Map Projections Basic Principles Although for many mapping applications the earth can be assumed to be a perfect sphere, there is a difference between the distance around the earth between the poles versus the equator. This type of figure is termed an oblate ellipsoid or spheroid, and is the three-dimensional shape obtained by rotating an ellipse about its shorter axis.
The NOAA website states the system to have been developed by the United States Army Corps of Engineersstarting in the early s,  and published material[ specify ] that does state an origin apparently based on that account.
From onward the US Army employed a very similar system, but with the now-standard 0. For the remaining areas of Earth, including Hawaiithe International Ellipsoid  was used.
For different geographic regions, other datum systems e.
ED50, NAD83 can be used. Prior to the development of the Universal Transverse Mercator coordinate system, several European nations demonstrated the utility of grid-based conformal maps by mapping their territory during the interwar period.

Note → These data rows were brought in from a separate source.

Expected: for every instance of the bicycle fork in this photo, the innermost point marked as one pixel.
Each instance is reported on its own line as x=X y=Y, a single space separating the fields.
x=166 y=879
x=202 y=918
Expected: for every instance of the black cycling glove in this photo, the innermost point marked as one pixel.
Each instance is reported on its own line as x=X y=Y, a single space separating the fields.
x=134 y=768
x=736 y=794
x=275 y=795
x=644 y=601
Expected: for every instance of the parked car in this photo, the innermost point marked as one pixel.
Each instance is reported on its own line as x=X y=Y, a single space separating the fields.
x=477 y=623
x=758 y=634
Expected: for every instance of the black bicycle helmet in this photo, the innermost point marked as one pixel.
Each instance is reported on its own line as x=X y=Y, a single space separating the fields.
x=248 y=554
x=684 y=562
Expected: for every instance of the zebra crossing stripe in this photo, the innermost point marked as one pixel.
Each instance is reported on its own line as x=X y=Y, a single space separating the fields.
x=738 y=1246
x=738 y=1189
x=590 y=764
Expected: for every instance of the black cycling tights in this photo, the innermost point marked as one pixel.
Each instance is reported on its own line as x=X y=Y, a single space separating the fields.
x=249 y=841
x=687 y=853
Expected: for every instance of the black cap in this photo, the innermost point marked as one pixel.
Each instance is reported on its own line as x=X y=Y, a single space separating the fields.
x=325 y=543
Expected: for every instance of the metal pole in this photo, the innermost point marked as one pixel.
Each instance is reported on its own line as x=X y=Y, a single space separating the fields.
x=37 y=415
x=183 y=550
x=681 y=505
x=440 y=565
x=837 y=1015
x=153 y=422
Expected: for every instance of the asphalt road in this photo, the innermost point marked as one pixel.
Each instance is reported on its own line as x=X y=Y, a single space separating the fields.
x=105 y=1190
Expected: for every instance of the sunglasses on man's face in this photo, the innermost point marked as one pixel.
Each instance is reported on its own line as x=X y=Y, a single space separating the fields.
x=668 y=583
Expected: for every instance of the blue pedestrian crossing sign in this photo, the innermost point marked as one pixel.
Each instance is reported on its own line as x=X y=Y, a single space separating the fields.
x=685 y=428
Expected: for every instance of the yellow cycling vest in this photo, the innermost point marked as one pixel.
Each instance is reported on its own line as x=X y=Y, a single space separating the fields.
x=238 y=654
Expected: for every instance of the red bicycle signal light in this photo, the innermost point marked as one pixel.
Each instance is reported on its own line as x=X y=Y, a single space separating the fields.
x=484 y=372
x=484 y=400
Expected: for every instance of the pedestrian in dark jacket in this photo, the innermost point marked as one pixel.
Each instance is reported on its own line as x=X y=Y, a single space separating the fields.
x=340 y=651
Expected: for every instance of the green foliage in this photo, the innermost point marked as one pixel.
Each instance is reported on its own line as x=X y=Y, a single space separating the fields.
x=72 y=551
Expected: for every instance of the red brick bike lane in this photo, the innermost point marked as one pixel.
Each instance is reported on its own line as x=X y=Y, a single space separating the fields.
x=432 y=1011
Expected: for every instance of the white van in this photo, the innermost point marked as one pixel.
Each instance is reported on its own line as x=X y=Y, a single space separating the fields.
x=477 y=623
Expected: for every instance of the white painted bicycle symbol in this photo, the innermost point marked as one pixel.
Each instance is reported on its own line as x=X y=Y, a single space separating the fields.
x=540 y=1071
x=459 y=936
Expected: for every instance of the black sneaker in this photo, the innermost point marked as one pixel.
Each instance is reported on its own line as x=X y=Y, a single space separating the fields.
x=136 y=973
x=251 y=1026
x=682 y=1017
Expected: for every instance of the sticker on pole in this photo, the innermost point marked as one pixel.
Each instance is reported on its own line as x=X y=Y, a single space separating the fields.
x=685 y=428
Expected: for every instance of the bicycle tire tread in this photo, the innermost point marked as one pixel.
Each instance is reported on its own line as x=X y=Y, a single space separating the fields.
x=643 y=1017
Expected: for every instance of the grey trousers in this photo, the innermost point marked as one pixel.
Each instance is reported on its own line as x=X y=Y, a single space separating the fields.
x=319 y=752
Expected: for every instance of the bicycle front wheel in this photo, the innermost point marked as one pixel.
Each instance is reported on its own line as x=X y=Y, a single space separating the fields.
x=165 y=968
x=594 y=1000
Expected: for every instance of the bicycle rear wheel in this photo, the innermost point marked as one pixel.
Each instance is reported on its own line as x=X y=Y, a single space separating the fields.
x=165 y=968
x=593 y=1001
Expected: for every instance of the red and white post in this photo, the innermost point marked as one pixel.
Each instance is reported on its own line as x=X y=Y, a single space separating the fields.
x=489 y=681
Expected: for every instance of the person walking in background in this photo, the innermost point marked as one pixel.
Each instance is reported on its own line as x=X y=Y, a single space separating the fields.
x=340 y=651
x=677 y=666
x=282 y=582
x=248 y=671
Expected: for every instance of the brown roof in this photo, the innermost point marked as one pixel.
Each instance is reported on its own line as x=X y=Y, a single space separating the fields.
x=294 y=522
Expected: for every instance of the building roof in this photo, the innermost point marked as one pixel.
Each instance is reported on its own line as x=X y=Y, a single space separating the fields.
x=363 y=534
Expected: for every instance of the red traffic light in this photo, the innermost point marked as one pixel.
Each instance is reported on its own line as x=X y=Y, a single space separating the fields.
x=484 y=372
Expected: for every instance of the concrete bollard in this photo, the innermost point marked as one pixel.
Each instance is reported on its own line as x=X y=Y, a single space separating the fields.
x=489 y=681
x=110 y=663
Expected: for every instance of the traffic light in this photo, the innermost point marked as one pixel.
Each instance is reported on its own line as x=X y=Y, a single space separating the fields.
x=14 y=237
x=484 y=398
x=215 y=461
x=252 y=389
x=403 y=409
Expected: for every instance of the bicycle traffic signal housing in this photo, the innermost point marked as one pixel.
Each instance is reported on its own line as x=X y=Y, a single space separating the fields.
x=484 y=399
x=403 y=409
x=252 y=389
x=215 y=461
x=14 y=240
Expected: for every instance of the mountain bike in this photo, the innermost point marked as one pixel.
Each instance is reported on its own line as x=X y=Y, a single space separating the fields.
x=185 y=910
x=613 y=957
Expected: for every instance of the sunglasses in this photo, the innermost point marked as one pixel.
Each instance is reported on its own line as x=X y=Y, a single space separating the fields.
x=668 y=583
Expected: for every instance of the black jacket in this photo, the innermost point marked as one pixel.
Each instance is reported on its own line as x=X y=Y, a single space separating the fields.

Calculating the distance between two points on these maps could be performed more easily in the field using the Pythagorean theorem than was possible using the trigonometric formulas required under the graticule-based system of latitude and longitude. The transverse Mercator projection is a variant of the Mercator projectionwhich was originally developed by the Flemish geographer and cartographer Gerardus Mercatorin This projection is conformalwhich means it preserves angles and therefore shapes across small regions.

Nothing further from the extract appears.